1. Request the meeting: Pre-IND submission checklist

A Pre-IND meeting request is emailed to CBER or CDER with the relevant subdivision in cc. In this request, you must include the following information:

  • The PIND number
  • The known and chemical name of the drug with its structure
  • The reason for the drug development
  • The specific type of FDA meeting request [For a Pre-IND, it is Type B]
  • The Pre-IND meeting format [WRO, in-person, videoconference, teleconference]
  • A list of potential dates and times you are available for a meeting
  • The objective and agenda of the meeting
  • A list of questions, grouped by disciplines, so relevant FDA personnel can be present for the meeting
  • A list of the people who will attend the meeting from the sponsor’s side, along with their titles, organizations, and affiliations. This includes interpreters and consultants.
  • The date the pre-IND briefing packet will be delivered

2. Pre-IND Briefing Package

If the meeting is granted, a Pre-IND briefing package must be sent no later than 30 days before the meeting date. This comprehensive packet includes the same information as the request letter (as given above), in addition to the following additional elements:

  • Chemical properties and details of the drug
  • Documentation of the drug’s (and placebo, if applicable) manufacturing and controls, characteristics, release assays, and analytical methods
  • Development plan for the clinical trial
  • In vitro and In vivo pharmacology studies
  • Toxicology studies (if available)
  • Nonclinical studies
  • Prior clinical research for the proposed indication (if available)
  • Information about the medical condition or disease being prevented or treated
  • Standard care options
  • The medical rationale for the novel drug or new indication

Note that the Pre-IND package is not limited to the items listed above, and supplementary information can be added if it is particularly relevant to your Pre-IND meeting.

Pre-IND FDA meeting guidance

With only one hour available for the meeting, it is vital that you and your attendees are well-prepared and focused. Some FDA meeting guidance to keep in mind:

1. Know the science and position of your research, as your impression on the FDA will be defined by this first meeting

2. Create an agenda and formally rehearse questions before the meeting

3. Assign roles to the attendees, for example:

  • A primary voice to lead the meeting
  • A secondary voice to ask scientific questions
  • Someone to take meeting notes

4. Answer questions from the FDA succinctly and transparently

5. Stay on topic and only ask the questions you have submitted with your Pre-IND meeting request. It is important to know that pre IND meetings are not open-dialogue sessions.

6. There may be more people than you expect on the FDA’s side of the meeting, but that is not a matter of concern. Pre IND meetings are discussions, not a review or investigation.

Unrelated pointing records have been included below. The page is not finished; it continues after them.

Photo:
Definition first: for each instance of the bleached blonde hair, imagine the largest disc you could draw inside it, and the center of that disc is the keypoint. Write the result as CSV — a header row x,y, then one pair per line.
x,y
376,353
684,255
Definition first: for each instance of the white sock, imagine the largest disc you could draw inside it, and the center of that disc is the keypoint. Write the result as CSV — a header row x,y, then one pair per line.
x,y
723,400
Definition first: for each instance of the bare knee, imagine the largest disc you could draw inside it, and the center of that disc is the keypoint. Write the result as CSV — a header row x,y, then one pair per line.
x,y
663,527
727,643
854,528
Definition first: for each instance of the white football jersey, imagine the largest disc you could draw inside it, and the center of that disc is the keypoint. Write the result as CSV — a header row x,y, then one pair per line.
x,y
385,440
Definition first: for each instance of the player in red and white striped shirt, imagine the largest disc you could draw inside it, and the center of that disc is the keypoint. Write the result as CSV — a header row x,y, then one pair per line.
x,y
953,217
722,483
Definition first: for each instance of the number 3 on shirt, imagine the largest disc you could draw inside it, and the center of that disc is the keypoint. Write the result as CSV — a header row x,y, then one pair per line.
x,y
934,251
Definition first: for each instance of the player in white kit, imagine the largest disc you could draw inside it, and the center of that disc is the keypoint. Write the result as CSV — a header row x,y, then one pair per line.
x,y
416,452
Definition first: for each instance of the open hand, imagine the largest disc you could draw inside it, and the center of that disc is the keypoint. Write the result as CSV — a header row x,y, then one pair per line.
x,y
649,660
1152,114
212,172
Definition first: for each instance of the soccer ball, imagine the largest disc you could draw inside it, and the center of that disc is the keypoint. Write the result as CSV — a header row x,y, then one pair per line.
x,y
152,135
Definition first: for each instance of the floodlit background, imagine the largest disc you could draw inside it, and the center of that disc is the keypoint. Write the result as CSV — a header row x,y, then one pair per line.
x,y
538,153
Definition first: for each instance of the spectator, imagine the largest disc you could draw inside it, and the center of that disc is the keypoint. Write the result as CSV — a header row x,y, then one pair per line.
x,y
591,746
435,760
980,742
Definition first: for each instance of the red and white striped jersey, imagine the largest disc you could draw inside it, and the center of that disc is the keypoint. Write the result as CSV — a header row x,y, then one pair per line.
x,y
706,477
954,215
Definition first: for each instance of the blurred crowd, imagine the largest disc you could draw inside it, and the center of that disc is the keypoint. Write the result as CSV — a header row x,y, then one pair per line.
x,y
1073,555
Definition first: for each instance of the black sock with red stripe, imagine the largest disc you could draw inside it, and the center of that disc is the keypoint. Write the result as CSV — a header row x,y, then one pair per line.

Submitting an IND in clinical trials is a daunting task, especially for sponsors or investigators who do not have prior experience, which is why it may be worth the time to request a Pre-IND meeting. Using the FDA’s early feedback, you can optimize your drug development and preclinical research plan to set yourself up for IND approval, potentially reducing time to eventual FDA approval of your new drug by years.